The new budget aims to raise Rs13 trillion ($46.6bn) by July 2025, representing a roughly 40 percent increase from the current financial year. This tax-heavy budget has been crafted to meet the demands of the IMF, which has repeatedly called for Islamabad to implement tax reforms to ensure sustainable economic growth. Critics argue that these tax targets are overly ambitious and could strain an already fragile economy.

Speaking to the Financial Times, Aurangzeb expressed confidence in reaching a staff-level agreement with the IMF this month for a loan his government estimates to be between $6 and $8 billion. However, he warned that without a significant increase in tax revenues, this would not be Pakistan’s last IMF program. “But it will not be our last fund program if we don’t bring our tax revenues up,” he said.

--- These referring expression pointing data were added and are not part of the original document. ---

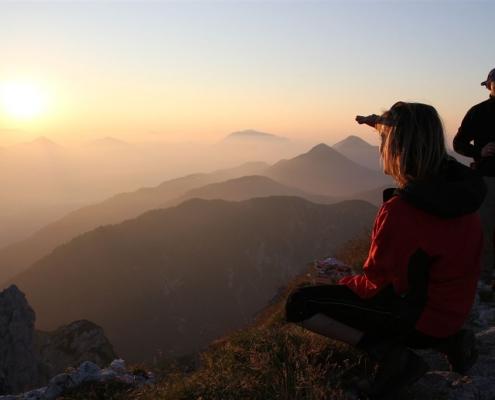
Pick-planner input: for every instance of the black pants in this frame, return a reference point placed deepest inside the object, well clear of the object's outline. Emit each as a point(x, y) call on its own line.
point(384, 317)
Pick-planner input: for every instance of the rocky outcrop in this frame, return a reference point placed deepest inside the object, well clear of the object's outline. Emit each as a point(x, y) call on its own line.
point(71, 345)
point(19, 365)
point(479, 384)
point(29, 358)
point(87, 372)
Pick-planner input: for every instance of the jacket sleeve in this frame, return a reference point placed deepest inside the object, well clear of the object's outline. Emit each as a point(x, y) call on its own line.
point(465, 135)
point(388, 256)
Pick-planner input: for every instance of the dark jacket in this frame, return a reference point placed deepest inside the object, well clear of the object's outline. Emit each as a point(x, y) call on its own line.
point(438, 217)
point(478, 126)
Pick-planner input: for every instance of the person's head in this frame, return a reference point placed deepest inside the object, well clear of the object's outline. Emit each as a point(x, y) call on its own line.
point(490, 82)
point(413, 146)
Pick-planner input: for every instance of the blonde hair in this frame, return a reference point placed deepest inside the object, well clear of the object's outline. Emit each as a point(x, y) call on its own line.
point(413, 146)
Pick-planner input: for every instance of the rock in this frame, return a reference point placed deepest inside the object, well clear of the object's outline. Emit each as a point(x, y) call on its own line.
point(87, 372)
point(107, 374)
point(478, 385)
point(18, 361)
point(73, 344)
point(37, 394)
point(58, 385)
point(118, 366)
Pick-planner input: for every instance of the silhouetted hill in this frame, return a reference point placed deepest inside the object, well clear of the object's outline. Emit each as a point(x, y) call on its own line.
point(325, 171)
point(359, 151)
point(248, 187)
point(175, 279)
point(19, 256)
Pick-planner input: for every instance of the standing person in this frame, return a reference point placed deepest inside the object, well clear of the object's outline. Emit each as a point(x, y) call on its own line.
point(419, 280)
point(478, 127)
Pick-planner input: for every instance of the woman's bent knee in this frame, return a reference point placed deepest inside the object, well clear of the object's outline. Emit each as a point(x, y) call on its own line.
point(296, 307)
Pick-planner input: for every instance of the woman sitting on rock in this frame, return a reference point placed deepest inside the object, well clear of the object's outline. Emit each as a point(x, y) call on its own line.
point(419, 280)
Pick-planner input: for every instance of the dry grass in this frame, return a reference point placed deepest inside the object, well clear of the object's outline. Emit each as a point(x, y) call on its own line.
point(272, 360)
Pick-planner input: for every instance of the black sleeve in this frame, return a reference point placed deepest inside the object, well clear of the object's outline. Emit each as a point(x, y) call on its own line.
point(465, 135)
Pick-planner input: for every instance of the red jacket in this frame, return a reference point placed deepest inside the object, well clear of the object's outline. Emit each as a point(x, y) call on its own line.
point(454, 246)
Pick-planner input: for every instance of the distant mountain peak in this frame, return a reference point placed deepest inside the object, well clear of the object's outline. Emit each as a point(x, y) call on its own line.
point(321, 148)
point(353, 141)
point(253, 134)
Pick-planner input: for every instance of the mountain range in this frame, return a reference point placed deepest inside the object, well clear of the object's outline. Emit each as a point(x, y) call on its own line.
point(172, 280)
point(320, 175)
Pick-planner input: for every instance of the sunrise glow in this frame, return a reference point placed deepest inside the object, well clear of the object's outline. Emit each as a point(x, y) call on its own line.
point(23, 100)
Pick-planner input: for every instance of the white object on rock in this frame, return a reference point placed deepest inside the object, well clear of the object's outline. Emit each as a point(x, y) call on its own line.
point(118, 366)
point(107, 374)
point(37, 394)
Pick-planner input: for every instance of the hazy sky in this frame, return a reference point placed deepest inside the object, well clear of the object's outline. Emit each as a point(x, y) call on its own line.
point(200, 70)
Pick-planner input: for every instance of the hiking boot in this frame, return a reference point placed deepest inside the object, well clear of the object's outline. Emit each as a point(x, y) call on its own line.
point(400, 368)
point(462, 352)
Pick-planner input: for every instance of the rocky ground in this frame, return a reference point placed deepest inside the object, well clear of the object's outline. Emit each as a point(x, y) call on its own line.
point(479, 384)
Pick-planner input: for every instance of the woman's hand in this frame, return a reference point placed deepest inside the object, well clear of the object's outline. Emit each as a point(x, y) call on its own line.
point(370, 120)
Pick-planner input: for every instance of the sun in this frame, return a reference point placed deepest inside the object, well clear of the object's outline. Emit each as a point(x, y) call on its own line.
point(23, 100)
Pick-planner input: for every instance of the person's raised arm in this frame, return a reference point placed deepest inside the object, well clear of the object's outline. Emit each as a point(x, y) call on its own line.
point(465, 135)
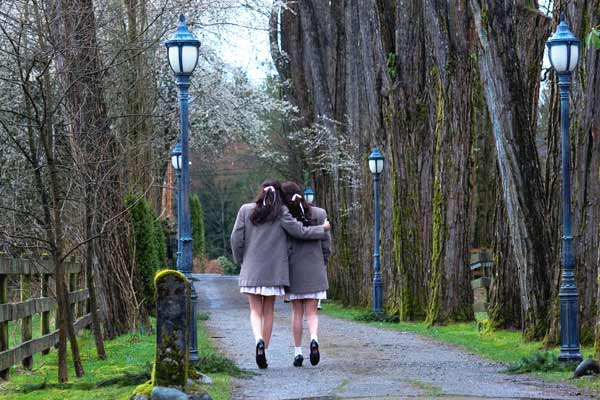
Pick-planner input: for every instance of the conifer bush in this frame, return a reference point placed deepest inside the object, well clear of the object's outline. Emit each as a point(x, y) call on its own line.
point(148, 242)
point(197, 215)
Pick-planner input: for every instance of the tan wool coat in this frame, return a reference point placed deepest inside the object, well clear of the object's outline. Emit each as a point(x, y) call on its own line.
point(262, 250)
point(308, 260)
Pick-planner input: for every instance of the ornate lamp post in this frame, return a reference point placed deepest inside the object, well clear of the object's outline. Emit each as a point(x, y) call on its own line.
point(176, 163)
point(183, 50)
point(309, 195)
point(376, 161)
point(563, 51)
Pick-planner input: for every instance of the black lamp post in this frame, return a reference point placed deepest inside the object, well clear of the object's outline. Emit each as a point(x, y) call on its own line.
point(176, 163)
point(183, 50)
point(376, 160)
point(563, 51)
point(309, 194)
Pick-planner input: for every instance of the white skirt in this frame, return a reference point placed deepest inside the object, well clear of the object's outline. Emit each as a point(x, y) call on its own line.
point(322, 295)
point(263, 290)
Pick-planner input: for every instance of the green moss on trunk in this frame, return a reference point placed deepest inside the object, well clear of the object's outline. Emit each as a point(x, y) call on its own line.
point(438, 235)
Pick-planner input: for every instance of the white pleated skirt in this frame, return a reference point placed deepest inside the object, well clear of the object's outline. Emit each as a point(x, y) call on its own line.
point(263, 290)
point(322, 295)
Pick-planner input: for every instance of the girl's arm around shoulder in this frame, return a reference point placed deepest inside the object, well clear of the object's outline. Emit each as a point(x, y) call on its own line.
point(326, 241)
point(294, 228)
point(238, 235)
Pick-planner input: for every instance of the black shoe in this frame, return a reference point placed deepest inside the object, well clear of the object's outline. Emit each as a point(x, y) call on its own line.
point(298, 360)
point(314, 352)
point(261, 356)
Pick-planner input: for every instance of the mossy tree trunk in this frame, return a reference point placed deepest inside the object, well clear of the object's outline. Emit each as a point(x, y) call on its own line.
point(345, 61)
point(512, 36)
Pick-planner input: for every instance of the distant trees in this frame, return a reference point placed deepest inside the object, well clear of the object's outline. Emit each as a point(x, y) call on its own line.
point(149, 249)
point(450, 94)
point(88, 114)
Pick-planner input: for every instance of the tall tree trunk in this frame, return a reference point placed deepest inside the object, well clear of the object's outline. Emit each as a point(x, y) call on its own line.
point(345, 63)
point(95, 151)
point(510, 61)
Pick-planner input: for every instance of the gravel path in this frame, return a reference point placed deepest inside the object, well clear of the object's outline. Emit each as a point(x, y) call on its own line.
point(358, 361)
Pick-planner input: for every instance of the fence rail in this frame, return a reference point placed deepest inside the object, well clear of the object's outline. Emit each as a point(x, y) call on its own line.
point(25, 272)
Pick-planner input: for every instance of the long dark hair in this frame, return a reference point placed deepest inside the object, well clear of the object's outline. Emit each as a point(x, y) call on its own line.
point(294, 199)
point(268, 203)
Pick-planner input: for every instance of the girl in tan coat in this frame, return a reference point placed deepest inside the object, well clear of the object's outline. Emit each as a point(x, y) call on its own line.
point(308, 272)
point(259, 243)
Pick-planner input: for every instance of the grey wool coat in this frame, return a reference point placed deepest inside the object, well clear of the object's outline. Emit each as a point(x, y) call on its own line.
point(308, 260)
point(262, 250)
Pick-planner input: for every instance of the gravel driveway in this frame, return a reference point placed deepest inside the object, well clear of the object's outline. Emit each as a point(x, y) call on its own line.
point(358, 361)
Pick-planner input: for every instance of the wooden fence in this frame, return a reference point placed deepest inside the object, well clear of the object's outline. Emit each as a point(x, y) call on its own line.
point(26, 277)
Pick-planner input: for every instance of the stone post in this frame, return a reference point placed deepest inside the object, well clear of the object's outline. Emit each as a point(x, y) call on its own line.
point(173, 313)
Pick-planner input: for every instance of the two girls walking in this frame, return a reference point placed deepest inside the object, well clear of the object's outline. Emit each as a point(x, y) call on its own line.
point(282, 244)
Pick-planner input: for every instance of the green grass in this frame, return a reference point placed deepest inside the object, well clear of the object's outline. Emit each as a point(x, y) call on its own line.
point(500, 345)
point(127, 355)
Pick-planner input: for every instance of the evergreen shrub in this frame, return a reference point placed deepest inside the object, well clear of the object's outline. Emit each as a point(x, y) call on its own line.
point(229, 267)
point(149, 244)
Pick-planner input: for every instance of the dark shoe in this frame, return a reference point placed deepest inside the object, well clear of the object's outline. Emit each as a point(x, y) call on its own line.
point(261, 356)
point(314, 352)
point(298, 360)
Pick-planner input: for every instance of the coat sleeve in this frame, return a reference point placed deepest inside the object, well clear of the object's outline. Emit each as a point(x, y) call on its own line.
point(238, 237)
point(326, 243)
point(295, 229)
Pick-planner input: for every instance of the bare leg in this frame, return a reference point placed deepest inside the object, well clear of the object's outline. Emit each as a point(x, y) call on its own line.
point(297, 315)
point(256, 314)
point(267, 321)
point(312, 317)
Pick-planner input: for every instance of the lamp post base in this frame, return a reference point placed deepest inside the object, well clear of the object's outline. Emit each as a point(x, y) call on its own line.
point(570, 355)
point(193, 325)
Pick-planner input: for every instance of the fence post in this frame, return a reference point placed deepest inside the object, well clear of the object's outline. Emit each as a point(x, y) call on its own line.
point(81, 284)
point(26, 331)
point(73, 277)
point(46, 314)
point(4, 324)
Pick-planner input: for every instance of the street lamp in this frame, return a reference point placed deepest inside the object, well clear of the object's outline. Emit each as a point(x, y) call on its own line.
point(176, 163)
point(309, 195)
point(563, 52)
point(183, 49)
point(376, 161)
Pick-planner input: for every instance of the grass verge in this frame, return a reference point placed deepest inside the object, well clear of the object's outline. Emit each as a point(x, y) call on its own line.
point(128, 365)
point(500, 345)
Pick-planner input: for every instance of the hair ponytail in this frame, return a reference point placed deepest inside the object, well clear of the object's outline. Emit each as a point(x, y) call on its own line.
point(268, 203)
point(298, 207)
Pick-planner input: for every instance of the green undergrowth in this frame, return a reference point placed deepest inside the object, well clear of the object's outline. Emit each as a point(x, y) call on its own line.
point(127, 366)
point(476, 337)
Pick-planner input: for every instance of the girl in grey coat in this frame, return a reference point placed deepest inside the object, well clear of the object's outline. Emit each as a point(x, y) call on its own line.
point(308, 272)
point(259, 243)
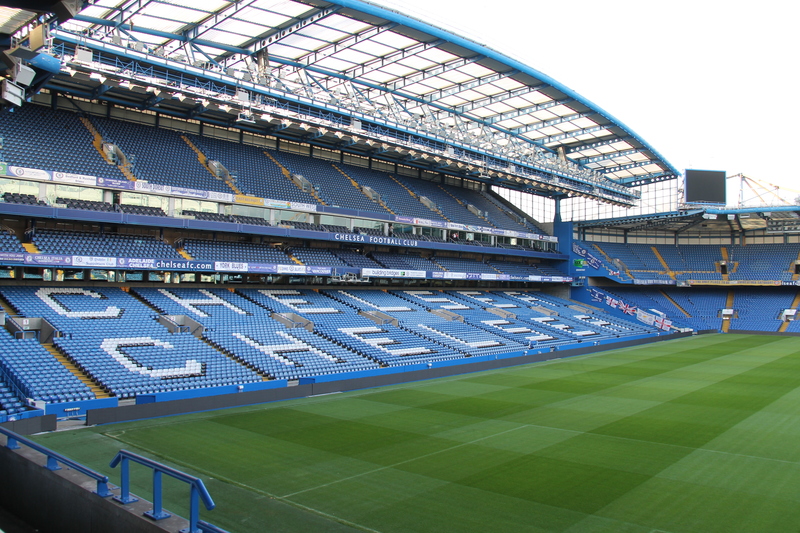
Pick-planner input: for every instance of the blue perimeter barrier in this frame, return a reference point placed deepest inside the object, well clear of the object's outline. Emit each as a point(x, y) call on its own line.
point(53, 459)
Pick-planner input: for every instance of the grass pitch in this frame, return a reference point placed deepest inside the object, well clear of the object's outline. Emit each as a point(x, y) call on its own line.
point(691, 435)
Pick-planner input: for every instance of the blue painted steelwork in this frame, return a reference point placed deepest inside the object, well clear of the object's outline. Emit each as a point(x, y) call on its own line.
point(198, 489)
point(312, 107)
point(418, 25)
point(53, 459)
point(770, 209)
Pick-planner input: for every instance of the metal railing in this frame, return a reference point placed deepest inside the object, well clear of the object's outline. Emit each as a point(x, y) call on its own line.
point(198, 491)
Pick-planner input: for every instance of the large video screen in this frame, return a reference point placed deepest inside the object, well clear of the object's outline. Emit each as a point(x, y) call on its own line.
point(706, 186)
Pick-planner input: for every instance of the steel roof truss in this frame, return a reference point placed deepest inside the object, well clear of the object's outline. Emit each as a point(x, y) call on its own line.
point(547, 123)
point(276, 34)
point(598, 144)
point(434, 71)
point(628, 166)
point(606, 156)
point(388, 59)
point(489, 100)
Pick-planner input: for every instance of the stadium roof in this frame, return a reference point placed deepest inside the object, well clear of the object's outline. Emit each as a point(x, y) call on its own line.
point(376, 82)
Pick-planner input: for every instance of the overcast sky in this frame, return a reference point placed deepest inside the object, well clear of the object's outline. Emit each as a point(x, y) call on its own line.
point(709, 84)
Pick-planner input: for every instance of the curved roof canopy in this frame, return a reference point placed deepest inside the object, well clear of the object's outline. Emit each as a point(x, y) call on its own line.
point(355, 76)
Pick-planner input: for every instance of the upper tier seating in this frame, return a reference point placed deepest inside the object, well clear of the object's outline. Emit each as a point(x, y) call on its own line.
point(405, 262)
point(10, 243)
point(161, 156)
point(333, 187)
point(102, 244)
point(763, 261)
point(256, 173)
point(88, 205)
point(16, 198)
point(445, 200)
point(245, 252)
point(38, 137)
point(142, 210)
point(393, 194)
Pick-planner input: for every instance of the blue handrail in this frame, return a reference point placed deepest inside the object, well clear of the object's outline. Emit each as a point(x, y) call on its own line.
point(53, 459)
point(198, 491)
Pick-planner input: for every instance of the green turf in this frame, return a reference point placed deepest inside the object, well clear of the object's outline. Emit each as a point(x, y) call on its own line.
point(692, 435)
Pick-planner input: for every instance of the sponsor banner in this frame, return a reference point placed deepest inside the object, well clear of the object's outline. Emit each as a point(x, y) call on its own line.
point(319, 271)
point(291, 269)
point(77, 179)
point(191, 193)
point(263, 268)
point(91, 261)
point(220, 196)
point(389, 273)
point(645, 317)
point(29, 173)
point(116, 184)
point(136, 263)
point(249, 200)
point(277, 204)
point(392, 241)
point(47, 259)
point(12, 256)
point(297, 206)
point(761, 282)
point(374, 239)
point(151, 187)
point(590, 259)
point(230, 266)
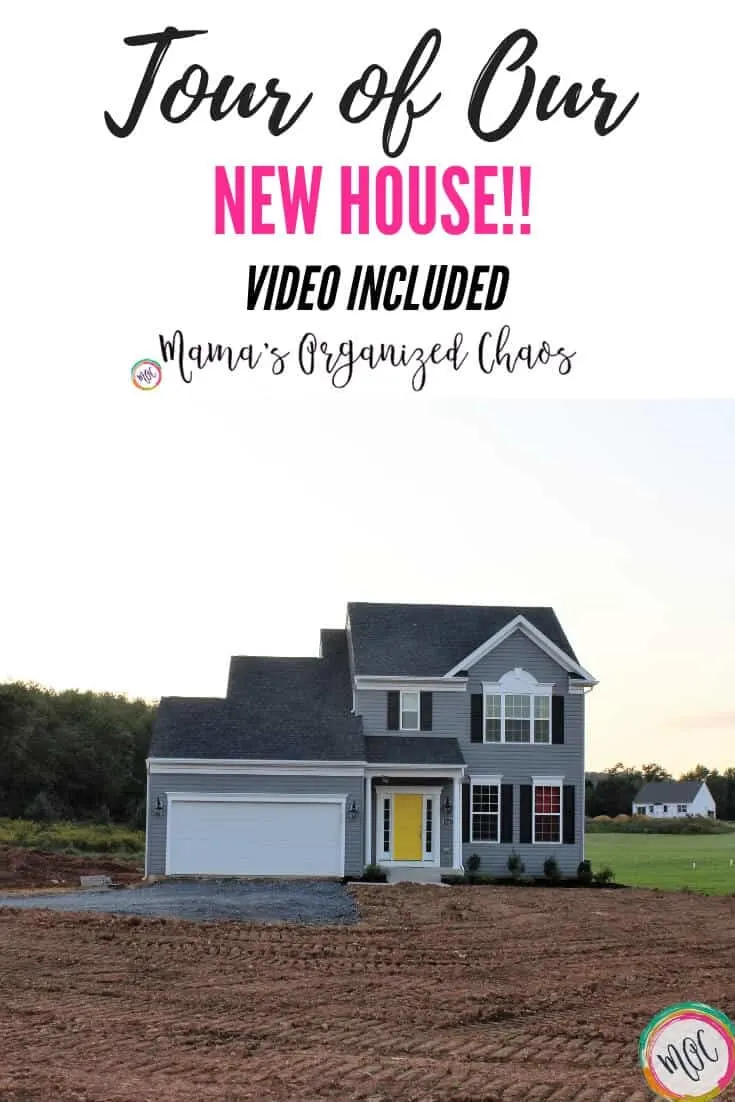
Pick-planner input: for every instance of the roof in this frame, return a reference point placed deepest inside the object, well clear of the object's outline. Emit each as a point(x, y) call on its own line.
point(277, 709)
point(668, 791)
point(428, 640)
point(412, 749)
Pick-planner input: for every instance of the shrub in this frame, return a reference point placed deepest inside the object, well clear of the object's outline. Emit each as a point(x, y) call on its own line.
point(516, 866)
point(605, 875)
point(584, 872)
point(644, 824)
point(375, 874)
point(551, 870)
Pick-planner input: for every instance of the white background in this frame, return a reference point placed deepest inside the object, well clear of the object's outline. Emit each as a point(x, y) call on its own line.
point(109, 241)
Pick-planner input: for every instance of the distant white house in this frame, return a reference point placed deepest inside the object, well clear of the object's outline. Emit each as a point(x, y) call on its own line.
point(673, 799)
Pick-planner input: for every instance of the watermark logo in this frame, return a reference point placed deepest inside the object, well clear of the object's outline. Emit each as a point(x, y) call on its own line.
point(688, 1052)
point(146, 375)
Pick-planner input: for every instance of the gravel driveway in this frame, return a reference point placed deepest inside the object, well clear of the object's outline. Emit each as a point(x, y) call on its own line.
point(305, 901)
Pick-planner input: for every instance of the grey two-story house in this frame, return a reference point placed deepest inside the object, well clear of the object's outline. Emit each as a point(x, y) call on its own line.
point(422, 734)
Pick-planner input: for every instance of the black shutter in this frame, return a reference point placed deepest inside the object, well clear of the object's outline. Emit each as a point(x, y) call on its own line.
point(506, 812)
point(476, 717)
point(568, 835)
point(558, 720)
point(525, 812)
point(465, 812)
point(427, 702)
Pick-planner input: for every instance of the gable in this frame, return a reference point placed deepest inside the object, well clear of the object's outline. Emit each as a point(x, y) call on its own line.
point(517, 656)
point(436, 640)
point(668, 791)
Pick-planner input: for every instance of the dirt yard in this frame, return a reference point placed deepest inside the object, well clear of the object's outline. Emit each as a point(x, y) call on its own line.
point(511, 994)
point(21, 867)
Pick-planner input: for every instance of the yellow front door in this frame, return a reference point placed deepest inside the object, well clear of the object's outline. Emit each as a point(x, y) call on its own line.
point(408, 828)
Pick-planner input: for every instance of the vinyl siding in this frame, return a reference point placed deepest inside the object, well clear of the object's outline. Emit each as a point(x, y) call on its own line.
point(224, 785)
point(516, 764)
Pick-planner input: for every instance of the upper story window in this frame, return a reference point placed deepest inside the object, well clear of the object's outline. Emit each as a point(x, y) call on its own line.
point(409, 710)
point(517, 710)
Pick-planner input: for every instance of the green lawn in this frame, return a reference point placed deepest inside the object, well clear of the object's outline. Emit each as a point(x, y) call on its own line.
point(73, 838)
point(665, 861)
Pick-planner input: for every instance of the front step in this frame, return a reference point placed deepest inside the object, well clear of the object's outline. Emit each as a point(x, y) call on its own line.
point(413, 875)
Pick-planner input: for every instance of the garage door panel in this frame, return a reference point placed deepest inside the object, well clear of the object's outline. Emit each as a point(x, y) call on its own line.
point(255, 838)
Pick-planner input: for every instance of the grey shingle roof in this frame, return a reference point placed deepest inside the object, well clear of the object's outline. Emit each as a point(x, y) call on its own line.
point(412, 749)
point(287, 709)
point(668, 791)
point(428, 640)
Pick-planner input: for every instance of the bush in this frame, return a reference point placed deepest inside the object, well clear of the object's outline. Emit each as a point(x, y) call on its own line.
point(375, 874)
point(551, 870)
point(584, 872)
point(604, 876)
point(516, 866)
point(642, 824)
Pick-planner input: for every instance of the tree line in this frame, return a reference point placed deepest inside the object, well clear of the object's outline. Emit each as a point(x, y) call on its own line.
point(73, 755)
point(613, 792)
point(82, 755)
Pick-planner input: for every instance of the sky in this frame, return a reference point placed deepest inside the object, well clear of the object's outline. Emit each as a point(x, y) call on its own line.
point(142, 551)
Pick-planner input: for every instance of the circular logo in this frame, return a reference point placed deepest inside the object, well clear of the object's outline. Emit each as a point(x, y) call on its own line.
point(688, 1052)
point(146, 375)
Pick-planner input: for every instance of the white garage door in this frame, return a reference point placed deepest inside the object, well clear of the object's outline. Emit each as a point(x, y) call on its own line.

Pakistan hopes the IMF bailout package will help stabilize its economy, which is currently one of the worst-performing in Asia. The nation has been plagued by double-digit inflation, slow growth, and low foreign reserves. Despite these challenges, Pakistan’s economic indicators have shown signs of improvement in recent months. Inflation dropped to 12.6 percent in June from a record-breaking 38 percent in May 2023, and the stock market has registered significant growth. Additionally, the central bank’s foreign reserves have risen to over $9 billion.

 “The direction of travel is positive, and investors are showing confidence in the stock market,” Aurangzeb noted. However, he acknowledged that the Federal Board of Revenue (FBR), Pakistan’s tax collection authority, is viewed negatively by the public. “People don’t want to deal with the tax authority because of corruption, because of harassment, because of people asking for speed money, facilitation money,” he said. “That’s not sustainable.”

Aurangzeb lamented Pakistan’s reliance on imports, stating that the country often has to borrow money to pay off existing or accumulating debt. “We need to create the capacity to repay loans,” he emphasized. “As long as this economy stays import-based, what happens is the moment it heats up? We run out of dollars (and) we have to go back to the lender of last resort on our knees.”

Since April, Prime Minister Shahbaz Sharif has visited Saudi Arabia, the UAE, and China to attract foreign investment in Pakistan’s key sectors. His government has consistently assured Pakistan’s allies that it seeks not loans but “mutually beneficial” partnerships. Aurangzeb highlighted the importance of providing attractive investment opportunities, stating, “It’s about time we get real,” and noting that Gulf investors demand equity and board seats. “The ball is in our court to provide bankable and investable projects.”